Plumb down he dropped, ten thousand fathoms deep.’

Whether our power of conceiving is so far a test of possibility, as that what is distinctly conceived must be concluded to be possible, and what cannot be conceived impossible, was a question which interested Reid. It is discussed in the Essays on the Intellectual Powers, and also in the draft of a letter to Dr. Price, preserved among the manuscripts at Birkwood; in which it is argued that our power of conception cannot be a criterion of what is possible. The argument turns much on the meanings of ‘conception,’ ‘possibility,’ and ‘impossibility.’ He thus addresses Dr. Price:—

‘I would willingly suggest some subject on which I might have the favour of your thoughts when you have leisure and are disposed for such correspondence. What occurs to my thoughts just now is a metaphysical axiom very generally adopted, and, I think, occasionally adopted by you in your Review of the Principal Questions in Morals—That what we distinctly conceive is possible. From this axiom D. Hume infers that it is possible that an universe may start into existence without a cause, and other like extravagancies. The use he makes of it led me to consider it a good many years ago, and I have a strong suspicion that there is some fallacy in it, which has imposed on men’s understandings, owing to the ambiguity of the word conceive.

‘As to the history of this axiom, I suspect it to have taken its rise from what Descartes laid down as the criterion of truth, which he maintained to be clear and distinct conception. Quidquid clare et distincte concipio esse verum, id est verum. Cudworth seems to have followed him in this, making the criterion of verity to be clear, self-consistent intelligibility. Those who came after, judging it difficult to maintain that everything is true which is clearly conceivable or intelligible, have maintained that everything that can be clearly conceived is at least possible. This seemed to be the proper correction of Descartes’ maxim, and it has passed from one hand to another without strict examination.

‘Whatever is true or false, whatever is possible or impossible, may be expressed by a proposition. Now, what do we mean when we say that we conceive a proposition? I think no more is meant, if we speak properly, than that we understand what is meant by that proposition. If this be so, it must surely be granted that we may understand the meaning of a proposition which expresses what is impossible. He who understands the meaning of this proposition, “Two and two make four,” must equally understand the meaning of this other, “Two and two do not make four.” Both are equally understood; that is, the conception of both is equally clear; yet the first is necessarily true, and the second impossible.

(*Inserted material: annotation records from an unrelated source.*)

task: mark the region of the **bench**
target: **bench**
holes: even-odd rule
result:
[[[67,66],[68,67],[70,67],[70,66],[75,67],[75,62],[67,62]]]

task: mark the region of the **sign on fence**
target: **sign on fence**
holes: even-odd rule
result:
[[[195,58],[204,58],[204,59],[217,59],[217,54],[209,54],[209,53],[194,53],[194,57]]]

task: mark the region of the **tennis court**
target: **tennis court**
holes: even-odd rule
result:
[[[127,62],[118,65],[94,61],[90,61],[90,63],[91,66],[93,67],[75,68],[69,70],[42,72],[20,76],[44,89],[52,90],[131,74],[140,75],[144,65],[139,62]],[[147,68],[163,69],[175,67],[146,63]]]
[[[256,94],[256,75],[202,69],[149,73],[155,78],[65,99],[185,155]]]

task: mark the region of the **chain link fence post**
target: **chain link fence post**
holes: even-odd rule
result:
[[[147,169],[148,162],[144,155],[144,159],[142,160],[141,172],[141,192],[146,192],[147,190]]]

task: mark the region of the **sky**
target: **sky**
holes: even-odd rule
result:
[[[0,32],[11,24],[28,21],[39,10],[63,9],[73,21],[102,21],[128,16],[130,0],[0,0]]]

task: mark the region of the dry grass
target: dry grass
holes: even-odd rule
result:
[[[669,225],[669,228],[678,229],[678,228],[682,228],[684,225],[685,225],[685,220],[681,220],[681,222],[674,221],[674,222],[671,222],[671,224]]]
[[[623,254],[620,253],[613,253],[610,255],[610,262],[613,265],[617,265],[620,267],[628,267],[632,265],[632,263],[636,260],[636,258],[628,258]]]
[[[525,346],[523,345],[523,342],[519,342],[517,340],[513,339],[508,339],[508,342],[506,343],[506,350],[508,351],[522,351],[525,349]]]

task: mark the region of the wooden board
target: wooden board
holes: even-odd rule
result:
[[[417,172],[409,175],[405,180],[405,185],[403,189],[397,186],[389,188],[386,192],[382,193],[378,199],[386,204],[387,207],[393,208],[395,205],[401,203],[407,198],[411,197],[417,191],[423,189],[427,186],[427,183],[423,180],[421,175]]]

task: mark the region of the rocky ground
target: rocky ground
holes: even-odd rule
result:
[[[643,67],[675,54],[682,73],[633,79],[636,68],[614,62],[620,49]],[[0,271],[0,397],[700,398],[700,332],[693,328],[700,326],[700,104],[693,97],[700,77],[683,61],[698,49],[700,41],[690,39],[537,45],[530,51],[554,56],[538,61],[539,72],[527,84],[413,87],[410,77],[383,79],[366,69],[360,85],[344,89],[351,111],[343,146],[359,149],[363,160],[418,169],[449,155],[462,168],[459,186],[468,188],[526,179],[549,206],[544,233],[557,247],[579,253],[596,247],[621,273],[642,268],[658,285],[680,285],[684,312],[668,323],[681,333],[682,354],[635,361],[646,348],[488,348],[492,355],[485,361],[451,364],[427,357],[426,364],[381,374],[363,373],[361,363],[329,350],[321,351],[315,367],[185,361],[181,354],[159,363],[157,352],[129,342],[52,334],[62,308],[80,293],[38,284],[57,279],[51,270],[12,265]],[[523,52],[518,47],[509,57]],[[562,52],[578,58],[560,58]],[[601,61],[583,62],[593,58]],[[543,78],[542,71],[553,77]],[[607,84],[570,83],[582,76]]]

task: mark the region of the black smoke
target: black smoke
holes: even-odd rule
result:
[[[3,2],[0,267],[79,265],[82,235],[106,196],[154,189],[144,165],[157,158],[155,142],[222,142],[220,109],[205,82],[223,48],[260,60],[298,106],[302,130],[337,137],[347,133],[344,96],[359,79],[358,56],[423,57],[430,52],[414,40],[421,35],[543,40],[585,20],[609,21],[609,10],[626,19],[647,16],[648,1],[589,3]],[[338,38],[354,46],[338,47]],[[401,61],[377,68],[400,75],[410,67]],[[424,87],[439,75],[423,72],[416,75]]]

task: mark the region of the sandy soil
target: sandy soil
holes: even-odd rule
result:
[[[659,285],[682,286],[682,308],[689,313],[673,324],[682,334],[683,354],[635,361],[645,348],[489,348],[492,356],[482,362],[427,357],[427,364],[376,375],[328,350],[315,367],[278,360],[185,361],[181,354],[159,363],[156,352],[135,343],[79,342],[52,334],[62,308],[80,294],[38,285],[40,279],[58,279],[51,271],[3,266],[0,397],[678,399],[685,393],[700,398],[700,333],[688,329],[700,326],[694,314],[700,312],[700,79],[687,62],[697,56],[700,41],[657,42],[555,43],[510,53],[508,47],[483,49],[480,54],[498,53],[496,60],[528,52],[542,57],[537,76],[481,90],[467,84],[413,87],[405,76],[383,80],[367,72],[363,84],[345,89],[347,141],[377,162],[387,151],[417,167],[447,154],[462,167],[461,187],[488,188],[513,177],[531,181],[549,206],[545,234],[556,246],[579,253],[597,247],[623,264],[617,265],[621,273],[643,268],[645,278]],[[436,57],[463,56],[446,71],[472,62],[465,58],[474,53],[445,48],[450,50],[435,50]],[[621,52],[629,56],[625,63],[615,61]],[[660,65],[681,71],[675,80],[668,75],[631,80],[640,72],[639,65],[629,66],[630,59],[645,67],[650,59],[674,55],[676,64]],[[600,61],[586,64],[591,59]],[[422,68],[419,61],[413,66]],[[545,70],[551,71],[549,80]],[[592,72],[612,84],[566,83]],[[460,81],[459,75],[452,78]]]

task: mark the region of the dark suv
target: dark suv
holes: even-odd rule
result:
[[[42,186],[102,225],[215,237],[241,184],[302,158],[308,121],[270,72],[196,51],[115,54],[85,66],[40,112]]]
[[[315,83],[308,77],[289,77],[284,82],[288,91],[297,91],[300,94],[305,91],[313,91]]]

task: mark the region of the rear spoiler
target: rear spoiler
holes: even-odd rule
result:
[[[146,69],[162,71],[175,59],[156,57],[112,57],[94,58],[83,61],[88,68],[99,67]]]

‘Perhaps it will be said, that we may not merely conceive the meaning of a proposition, but we may conceive it to be a true proposition, and that it is our being able to conceive it to be true that gives us ground to think it possible. In answer to this, I beg you would attend very carefully to the meaning of these words—“Conceiving a proposition to be true.” I can put no other meaning upon them but judging it to be true, that is, giving some degree of assent to it. Judgment or assent admits of various degrees, from the slightest suspicion to the most deliberate conviction; from the most modest and diffident assent to the most pertinacious and dogmatical. I conceive there maybe inhabitants in the moon; that is, my judgment leans a little that way. I would not use that expression unless the probability, however small, seemed to be on that side of the question.

‘If this be the meaning of conceiving a proposition to be true, then the meaning of the axiom will be, that a proposition which appears to us to have any degree of probability, however small, must at least be possible. But the axiom, taken in this sense, is surely false. It would be superfluous to give instances of this to a mathematician.

‘If it should be said that conceiving a proposition to be true means, neither barely to understand the meaning of the proposition, nor the giving any degree of assent to it, I would be glad to know what it really does mean. For I am at a loss to know what power of the understanding we mean by the conceiving a proposition to be true, if it is neither simple apprehension, by which we barely understand the meaning of a proposition, nor judgment, by which we assent to the proposition or dissent from it. I know of no power of the understanding intermediate between these two. And if there is none, I think the axiom must be false.

‘There are many propositions which, by the faculties God has given us, we perceive to be not only true, but necessarily true; and the contradictions of these must be impossible. So that our knowledge of what is impossible keeps pace with our knowledge of necessary truth.